L’essentiel des personnes déplacées arrivant au Niger n’ont pas de papiers d’identité, si bien qu’il est difficile de déterminer s’il s’agit de réfugiés ou de ressortissants de retour au pays. D’après le HCR, jusqu’à 82 pour cent des personnes déplacées n’ont pas de papiers d’identité.

L’absence de papiers ne complique pas seulement les modalités des opérations de secours. À plus long terme, les personnes dépourvues de papiers risquent d’être harcelées ou détenues, surtout compte tenu des manœuvres militaires en cours à Diffa.

«Une population dans l’incapacité de fournir des papiers alors qu’elle demande l’asile risque, plus tard, de ne plus pouvoir retourner dans son pays d’origine pour les mêmes raisons. Cette population court le risque de devenir apatride», indique un document d’orientation du HCR.

Le 4 décembre, le gouvernement nigérien à décidé d’accorder temporairement le statut de réfugiés à tous les Nigérians fuyant la violence des trois États les plus gravement touchés: Adamawa, Borno et Yobe.

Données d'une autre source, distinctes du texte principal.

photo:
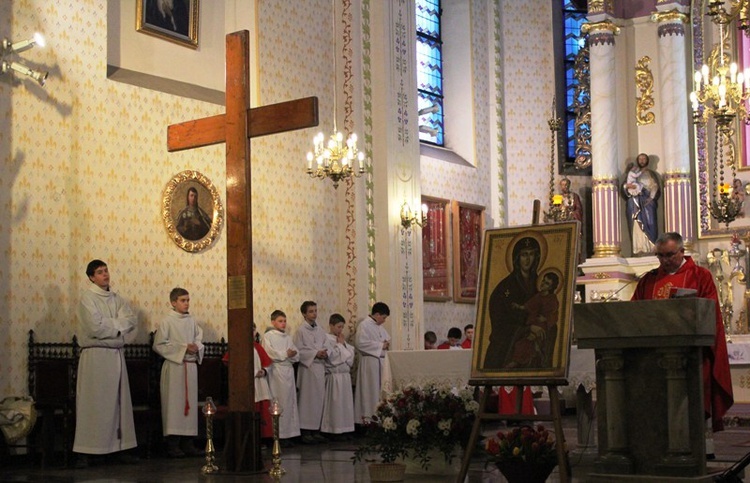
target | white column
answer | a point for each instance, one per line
(673, 54)
(396, 175)
(606, 200)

Dans le même temps, M. Meier de l’IRC a fait état d’une hausse du nombre d’arrivants mineurs non accompagnés, particulièrement jeunes, ces dernières semaines. On ignore la raison exacte de ce phénomène, mais peut-être leur est-il plus facile de fuir que les personnes âgées, ou peut-être ont-ils simplement perdu leurs parents dans les affrontements.